Fazit: Die Trump-Regierung skizziert ein düsteres Bild von Europa. Der Kontinent steht nach Trumps Lesart nicht nur vor dem wirtschaftlichen, sondern auch vor dem kulturellen Ruin steht. Mit der neuen Sicherheitsstrategie setzt die US-Regierung ein deutliches Signal gegen die weitere europäische Integration und eine als viel zu liberal eingestufte Migrationspolitik. Dabei werden viele Argumente rechtsextremer und rechtspopulistischer Parteien in Europa von der Trump-Regierung aufgegriffen, während zugleich tatsächliche Fehlentwicklungen in Europa wie eine Überregulierung und eine abnehmende Wettbewerbsfähigkeit und Innovationsfreude angeprangert werden. Die Inhalte des Dokuments dürften nicht nur diplomatische Reaktionen hervorrufen, sondern auch innenpolitische Debatten in Europa befeuern, insbesondere im Vorfeld anstehender Wahlen in mehreren EU-Staaten.

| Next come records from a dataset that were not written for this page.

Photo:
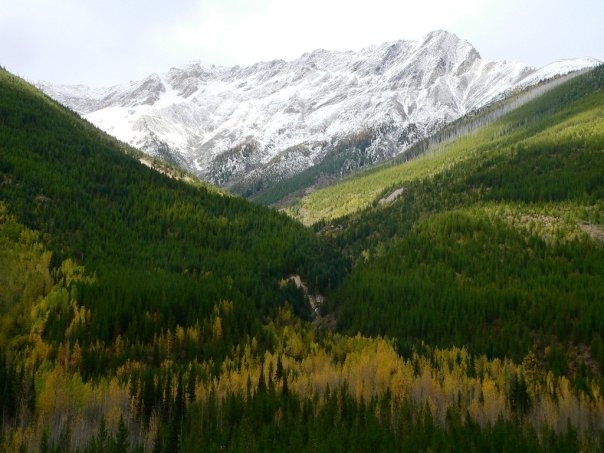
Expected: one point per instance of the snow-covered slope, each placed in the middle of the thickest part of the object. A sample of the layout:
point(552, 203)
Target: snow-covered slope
point(275, 119)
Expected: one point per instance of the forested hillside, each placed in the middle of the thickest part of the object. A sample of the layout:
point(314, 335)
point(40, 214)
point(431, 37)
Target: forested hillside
point(140, 312)
point(494, 242)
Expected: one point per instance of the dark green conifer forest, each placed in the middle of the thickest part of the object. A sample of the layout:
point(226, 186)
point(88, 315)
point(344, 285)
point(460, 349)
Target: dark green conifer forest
point(144, 311)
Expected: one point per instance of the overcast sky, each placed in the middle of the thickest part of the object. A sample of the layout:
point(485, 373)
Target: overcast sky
point(105, 42)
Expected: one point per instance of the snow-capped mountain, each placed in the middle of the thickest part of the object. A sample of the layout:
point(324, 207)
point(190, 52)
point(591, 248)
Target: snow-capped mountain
point(275, 119)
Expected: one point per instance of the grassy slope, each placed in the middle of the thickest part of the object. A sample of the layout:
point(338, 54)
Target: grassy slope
point(152, 355)
point(579, 124)
point(495, 243)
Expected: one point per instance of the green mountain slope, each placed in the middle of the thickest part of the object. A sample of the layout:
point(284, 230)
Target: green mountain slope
point(140, 312)
point(154, 244)
point(569, 116)
point(495, 242)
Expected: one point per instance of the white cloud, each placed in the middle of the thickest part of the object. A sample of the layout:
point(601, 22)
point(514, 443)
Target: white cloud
point(113, 41)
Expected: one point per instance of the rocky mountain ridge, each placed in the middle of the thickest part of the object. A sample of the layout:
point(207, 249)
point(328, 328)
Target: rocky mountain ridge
point(272, 120)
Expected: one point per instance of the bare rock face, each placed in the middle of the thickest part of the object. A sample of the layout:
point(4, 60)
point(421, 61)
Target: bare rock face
point(275, 119)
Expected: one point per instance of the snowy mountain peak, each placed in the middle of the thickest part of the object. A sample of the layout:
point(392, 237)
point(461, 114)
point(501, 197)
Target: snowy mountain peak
point(277, 118)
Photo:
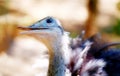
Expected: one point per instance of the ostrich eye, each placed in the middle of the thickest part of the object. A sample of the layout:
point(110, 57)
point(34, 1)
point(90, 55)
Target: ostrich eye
point(49, 20)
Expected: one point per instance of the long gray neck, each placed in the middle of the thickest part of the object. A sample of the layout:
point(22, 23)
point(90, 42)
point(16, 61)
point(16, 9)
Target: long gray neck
point(56, 64)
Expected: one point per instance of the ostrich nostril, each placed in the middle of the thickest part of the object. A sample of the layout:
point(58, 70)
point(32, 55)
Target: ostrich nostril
point(49, 20)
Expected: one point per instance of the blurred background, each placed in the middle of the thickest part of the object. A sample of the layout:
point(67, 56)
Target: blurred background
point(94, 16)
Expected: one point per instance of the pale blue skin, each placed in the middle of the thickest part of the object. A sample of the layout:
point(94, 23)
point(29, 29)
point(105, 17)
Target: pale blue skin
point(47, 24)
point(51, 26)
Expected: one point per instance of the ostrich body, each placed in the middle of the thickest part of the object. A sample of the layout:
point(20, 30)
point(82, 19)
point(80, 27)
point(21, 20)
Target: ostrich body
point(50, 32)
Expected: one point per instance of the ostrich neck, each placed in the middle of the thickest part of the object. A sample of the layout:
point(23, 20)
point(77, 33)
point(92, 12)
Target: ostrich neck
point(56, 61)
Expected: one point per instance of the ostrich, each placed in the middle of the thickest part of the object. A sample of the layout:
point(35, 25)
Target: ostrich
point(50, 31)
point(87, 57)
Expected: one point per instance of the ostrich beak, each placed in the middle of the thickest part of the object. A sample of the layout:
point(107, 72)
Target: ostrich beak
point(31, 28)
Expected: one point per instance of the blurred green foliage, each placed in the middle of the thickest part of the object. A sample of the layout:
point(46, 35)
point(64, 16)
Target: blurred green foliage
point(114, 28)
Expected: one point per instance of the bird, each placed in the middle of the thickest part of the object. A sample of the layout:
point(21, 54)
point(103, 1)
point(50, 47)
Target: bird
point(50, 31)
point(82, 57)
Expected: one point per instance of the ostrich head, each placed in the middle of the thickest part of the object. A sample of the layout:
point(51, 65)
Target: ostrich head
point(49, 31)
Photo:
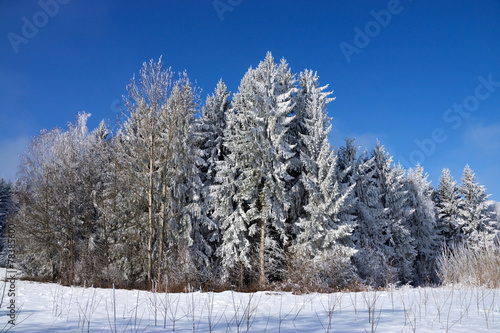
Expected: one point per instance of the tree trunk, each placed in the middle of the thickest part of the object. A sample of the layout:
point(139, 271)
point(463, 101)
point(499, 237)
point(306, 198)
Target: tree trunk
point(262, 272)
point(150, 219)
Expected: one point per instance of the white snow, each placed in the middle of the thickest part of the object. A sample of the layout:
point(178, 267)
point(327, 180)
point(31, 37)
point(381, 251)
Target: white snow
point(49, 307)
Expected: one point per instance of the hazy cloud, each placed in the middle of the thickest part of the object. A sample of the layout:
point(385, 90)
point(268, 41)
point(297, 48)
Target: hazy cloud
point(10, 149)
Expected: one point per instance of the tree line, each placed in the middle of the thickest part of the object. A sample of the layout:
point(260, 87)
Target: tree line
point(244, 192)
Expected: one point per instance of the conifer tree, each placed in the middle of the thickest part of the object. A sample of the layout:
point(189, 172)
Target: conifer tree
point(448, 205)
point(422, 224)
point(259, 156)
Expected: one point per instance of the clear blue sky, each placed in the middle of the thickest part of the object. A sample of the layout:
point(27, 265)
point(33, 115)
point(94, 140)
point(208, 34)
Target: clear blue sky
point(411, 76)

Es ist eigentlich blanker Hohn davon zu sprechen, Gas zu nutzen, dass im eigenen Land nicht mehr zur Verfügung steht. Wer hat denn lange vor dem Ukraine-Krieg, eine zu starke Annäherung zwischen Deutschland und Russland behindert (z. B. Nordstream 2)? Man verkauft jedenfalls gerne US-LNG-Gas. Außerdem war/ist den USA das Denken in Einflusssphären, wie es jede Großmacht betreibt, durchaus bewusst. Die Konsequenzen der angestrebten NATO-Mitgliedschaft der Ukraine waren also schon weit vor Kriegsbeginn durchaus vorhersehbar und wohl einkalkuliert.
Ansonsten ist die Einschätzung zum Zustand Europas in weiten Teile durchaus zutreffend, wobei Vieles auf mangelndem Verständnis und gravierenden Fehlentscheidungen unserer Politiker beruht.